Depuis cinq ans, l’économie française a connu une succession d’épreuves : pandémie de Covid-19, flambée des prix de l’énergie consécutive à la guerre en Ukraine, retour de l’inflation à des niveaux inconnus depuis les années 1980, tensions géopolitiques croissantes et instabilité politique intérieure, guerre au Moyen-Orient. L’économie fait preuve d’une étonnante résilience voire étonne surtout au vu des dernières révisions des comptes nationaux établis par l’INSEE.
2023-2024, mieux que prévu !
La croissance de 2023, initialement évaluée à 0,9 %, a été revue à 1,6 % en données non corrigées des jours ouvrés. Après une première correction portant le taux à 1,4 %, l’institut statistique a procédé à une nouvelle réévaluation à la hausse. L’année 2024 bénéficie également d’une correction significative, la progression du produit intérieur brut étant portée à 1,5 %, soit 0,3 point de plus que les estimations antérieures.
Les révisions à la hausse sont imputables à une réévaluation de la performance de l’industrie manufacturière. Longtemps considérée comme le maillon faible de l’économie française, celle-ci apparaît aujourd’hui comme l’un des moteurs de la croissance récente. Alors que les premières estimations laissaient penser que la valeur ajoutée manufacturière peinait à retrouver son niveau d’avant-crise, les nouvelles données montrent qu’elle dépasse désormais de près de 8 % celui de 2019. Cette révision change sensiblement la perception du poids industriel de la France. Selon les nouvelles évaluations, l’industrie manufacturière représente désormais un peu plus de 10 % du produit intérieur brut, contre moins de 9,6 % dans les précédentes estimations. Certes, ce niveau demeure inférieur à celui observé en Allemagne ou dans plusieurs pays d’Europe centrale, mais il témoigne d’un recul de la désindustrialisation qui semblait pourtant inexorable il y a encore quelques années. Le secteur des matériels de transport concentre l’essentiel de cette amélioration. Sa production dépasse désormais de plus de 28 % son niveau de 2019. Cette progression repose sur les performances remarquables de l’aéronautique, stimulée par la reprise du trafic aérien mondial, mais également sur le dynamisme des industries spatiales, navales et ferroviaires. Ces secteurs bénéficient à la fois de la reprise des échanges internationaux, des besoins de souveraineté industrielle et des investissements engagés dans les infrastructures de transport.

Les entreprises ont suivi !
L’investissement des entreprises constitue un second motif de surprise.
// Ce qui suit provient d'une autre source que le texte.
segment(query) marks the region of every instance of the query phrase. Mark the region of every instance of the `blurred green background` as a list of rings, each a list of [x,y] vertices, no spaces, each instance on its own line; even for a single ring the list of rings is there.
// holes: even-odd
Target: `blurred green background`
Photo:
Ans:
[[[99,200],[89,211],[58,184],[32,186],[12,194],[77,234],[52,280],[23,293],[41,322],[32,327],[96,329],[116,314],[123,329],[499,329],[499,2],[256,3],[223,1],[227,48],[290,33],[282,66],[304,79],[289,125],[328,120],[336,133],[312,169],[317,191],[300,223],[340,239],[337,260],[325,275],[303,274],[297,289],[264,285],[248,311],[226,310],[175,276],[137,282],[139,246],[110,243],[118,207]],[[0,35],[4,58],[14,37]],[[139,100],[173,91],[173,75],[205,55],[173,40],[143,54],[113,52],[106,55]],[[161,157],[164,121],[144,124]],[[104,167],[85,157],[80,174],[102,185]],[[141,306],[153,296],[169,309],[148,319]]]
Au début de l’année 2026, l’investissement productif des sociétés dépassait de près de 10 % son niveau d’avant la crise sanitaire, contre une progression estimée auparavant à seulement 5 %. Les dispositifs de soutien mis en place durant la pandémie, combinés aux politiques, d’allègement de la fiscalité de production et du coût du travail, engagées depuis le milieu des années 2010, ont contribué à préserver les marges des entreprises. Dans de nombreux secteurs, ces marges ont permis de financer la modernisation des équipements, la transition numérique et les investissements liés à la décarbonation.
Les créations d’emplois observées en 2023 apparaissent ainsi davantage en phase avec l’évolution de l’activité économique. À l’époque, de nombreux observateurs s’inquiétaient d’une apparente déconnexion entre la faiblesse supposée de la croissance et la vigueur des recrutements. Les nouvelles données montrent que ces embauches répondaient à une demande réelle de hausse de la production. Elles expliquent également pourquoi le recul de la productivité du travail, abondamment commenté après la crise sanitaire, semble aujourd’hui moins marqué qu’annoncé, notamment dans l’industrie.
La tornade Trump
En 2026, en revanche, l’environnement international s’est brutalement dégradé avec l’embrasement du Moyen-Orient, les tensions autour du détroit d’Ormuz et la forte remontée des cours du pétrole. Pour une économie importatrice nette d’énergie comme la France, une hausse durable des prix énergétiques constitue un risque majeur. Les premiers signaux de ralentissement sont déjà visibles. Le PIB a légèrement reculé au premier trimestre 2026 et les enquêtes de conjoncture menées auprès des entreprises et des ménages témoignent d’un climat d’incertitude croissante.
L’industrie française s’est révélée plus robuste, les entreprises ont investi plus que prévu et l’évolution du marché du travail est en cohérence avec la réalité de la croissance. Cette révision statistique intervient au moment même où de nouveaux risques se profilent.